Introduction
Rocker shoes and insoles are used to prevent diabetic foot ulcers in persons with diabetes mellitus and loss of protective sensation, by reducing the plantar pressure in regions with high pressure values (>200 kPa) (e.g., hallux, metatarsal heads and heel). However, forefoot rocker shoes that reduce pressure in the forefoot inadvertently increase pressure in the heel. No studies focused on mitigating the negative effects on heel pressure by optimizing the heel rocker midsole, yet. Therefore, we analyze the effect of different heel rocker parameters on the heel plantar pressure.
Methods
In-shoe pressure was measured, while 10 healthy participants walked with control shoe and 10 different heel rocker settings. Peak pressure was determined in 7 heel masks, for all shoes.
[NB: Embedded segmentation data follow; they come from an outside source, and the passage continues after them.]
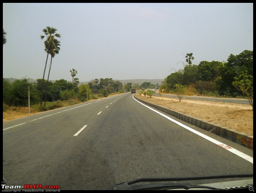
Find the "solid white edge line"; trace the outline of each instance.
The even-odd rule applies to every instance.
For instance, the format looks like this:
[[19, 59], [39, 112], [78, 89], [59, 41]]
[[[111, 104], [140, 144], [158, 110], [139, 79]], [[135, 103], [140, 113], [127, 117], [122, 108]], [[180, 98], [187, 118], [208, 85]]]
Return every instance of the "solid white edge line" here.
[[77, 133], [76, 133], [76, 134], [74, 135], [74, 136], [77, 136], [78, 135], [78, 134], [79, 134], [81, 131], [82, 131], [84, 129], [85, 127], [86, 127], [87, 126], [87, 125], [84, 125], [84, 127], [83, 127], [83, 128], [82, 128], [81, 129], [79, 130], [77, 132]]
[[234, 153], [236, 155], [238, 155], [238, 156], [242, 158], [243, 158], [245, 160], [247, 160], [247, 161], [250, 161], [251, 163], [252, 164], [253, 163], [253, 158], [252, 158], [252, 157], [249, 156], [248, 155], [246, 155], [245, 153], [244, 153], [242, 152], [241, 152], [238, 151], [238, 150], [236, 150], [235, 149], [231, 147], [230, 147], [230, 146], [228, 145], [226, 145], [224, 144], [223, 144], [223, 143], [222, 143], [220, 141], [219, 141], [217, 140], [214, 139], [213, 139], [212, 137], [209, 137], [209, 136], [207, 136], [207, 135], [204, 135], [204, 134], [203, 134], [203, 133], [200, 133], [199, 131], [196, 131], [195, 130], [194, 130], [193, 129], [190, 128], [189, 127], [188, 127], [186, 125], [185, 125], [182, 124], [182, 123], [180, 123], [179, 122], [177, 121], [175, 121], [174, 119], [172, 119], [170, 117], [169, 117], [168, 116], [165, 115], [164, 115], [164, 114], [163, 114], [155, 110], [152, 108], [149, 107], [148, 107], [145, 104], [144, 104], [142, 103], [141, 102], [139, 101], [138, 101], [137, 100], [136, 100], [135, 99], [135, 98], [134, 98], [134, 94], [133, 94], [133, 95], [132, 95], [132, 97], [133, 97], [133, 99], [134, 100], [135, 100], [136, 101], [137, 101], [138, 102], [140, 103], [143, 105], [144, 105], [146, 107], [147, 107], [147, 108], [148, 108], [152, 110], [152, 111], [155, 111], [155, 112], [158, 113], [160, 115], [161, 115], [163, 117], [166, 118], [167, 119], [168, 119], [171, 121], [172, 121], [172, 122], [176, 123], [177, 124], [179, 125], [180, 126], [181, 126], [181, 127], [183, 127], [184, 128], [186, 129], [187, 129], [190, 131], [193, 132], [195, 134], [196, 134], [196, 135], [197, 135], [199, 136], [200, 136], [201, 137], [204, 138], [206, 139], [207, 139], [208, 141], [211, 141], [211, 142], [212, 142], [213, 143], [217, 144], [219, 146], [220, 146], [220, 147], [221, 147], [224, 148], [224, 149], [226, 149], [227, 150], [231, 152], [232, 152], [233, 153]]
Generalized estimating equation was performed to test the effect of the different shoes on the peak pressure in the different heel masks.
Results
In the proximal heel, a rocker shoe with distal apex position, small rocker radius and large apex angle (100°), shows the largest significant decrease in peak pressure compared to rocker shoes with more proximally located apex positions. In the midheel and distal heel, the same rocker shoes or any other rocker shoes, analyzed in this study, do not reduce the PP more than 2% compared to the control shoe. For the midheel and distal heel region with high pressure values (>200 kPa), rocker shoes alone are not the correct options to reduce the pressure to below 200 kPa.
Conclusion
When using rocker shoes to reduce the pressure in the forefoot, a heel rocker midsole with a distal apex position, small rocker radius and apex angle of 100°, mitigates the negative effects on proximal heel pressure. For the midheel and distal heel, other footwear options as an addition or instead of rocker shoes are needed to reduce the pressure.